Один из преследователей заметно прибавил ходу, так что пенные усы вспухли возле его носа. Из трубы вырвалась в небо шапка бурого дыма.
— Топлива не жалеют, — сказал старпом.
Американец стремительно приближался. Уже стал слышен надсадный свист его вентиляторов.
Возле репитора гирокомпаса, напряженно согнувшись, замер помполит Воротынцев, судорожно сжав пальцы на рукоятках пеленгатора, словно на пулеметной гашетке. Губы его беззвучно шевелились…
А Татьяна не отрываясь смотрела на догоняющий их серый корабль, и ей казалось, что вот-вот спустит он полосатый, похожий на пижаму флаг, и на мачте взовьется черный, с черепом и костями…
Сторожевик настиг «Новокуйбышевск», пошел с ним борт в борт, держась на расстоянии полутора кабельтовых.
Простым глазом было видно людей, стоящих на крыле ходового мостика. Вместо пиратских шляп и пестрых балахонов на них были военные фуражки с большущими козырьками и легкие регланы с откинутыми на спину башлыками.
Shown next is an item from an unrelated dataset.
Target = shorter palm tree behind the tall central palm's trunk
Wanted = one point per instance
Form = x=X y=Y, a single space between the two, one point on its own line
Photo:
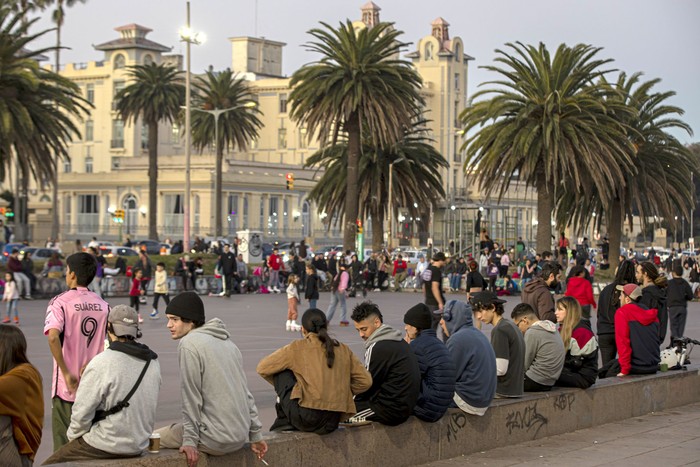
x=416 y=169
Пушки и торпедные аппараты военного корабля были развернуты в сторону мирного советского судна.
— Будет останавливать? — встревоженно спросил помполит.
— Не думаю, — ответил капитан Сорокин. — Мы же, кажется, не воюем с Соединенными Штатами Америки.
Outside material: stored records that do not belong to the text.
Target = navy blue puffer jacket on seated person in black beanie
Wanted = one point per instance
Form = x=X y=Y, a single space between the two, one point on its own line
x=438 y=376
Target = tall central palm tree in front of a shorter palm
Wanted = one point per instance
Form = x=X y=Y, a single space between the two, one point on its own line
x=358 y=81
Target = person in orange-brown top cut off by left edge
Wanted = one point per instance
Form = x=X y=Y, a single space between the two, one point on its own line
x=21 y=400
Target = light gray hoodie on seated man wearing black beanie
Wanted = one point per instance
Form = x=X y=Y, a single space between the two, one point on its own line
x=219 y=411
Сторожевик вдруг снова увеличил скорость, резко отвернул вправо.
— Желают счастливого плавания! — сообщил из радиорубки Юра Ковалев. Дали по международке.
— Ну нет, — грозя кулаком в сторону уходившего американца, сердито рявкнул Алмазов. — Будь я командиром военного корабля, посмотрели бы, чьи нервы крепче!
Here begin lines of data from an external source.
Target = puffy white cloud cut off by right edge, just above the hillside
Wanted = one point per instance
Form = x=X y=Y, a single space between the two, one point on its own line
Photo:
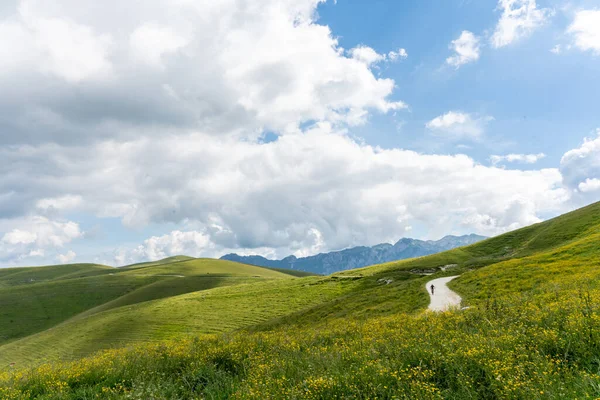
x=580 y=166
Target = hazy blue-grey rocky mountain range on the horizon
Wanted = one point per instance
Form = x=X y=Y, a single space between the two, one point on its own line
x=361 y=256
— Нельзя поддаваться на всякую провокацию, — уже спокойно заметил Сорокин.
— Но и хвост поджимать — мало чести! — огрызнулся старпом. — Мы слишком боялись дать повод к провокации в сорок первом, — многозначительно взглянул на капитана Алмазов. — А потом боком вышла нам эта осторожность, немало напрасной кровушки пролили.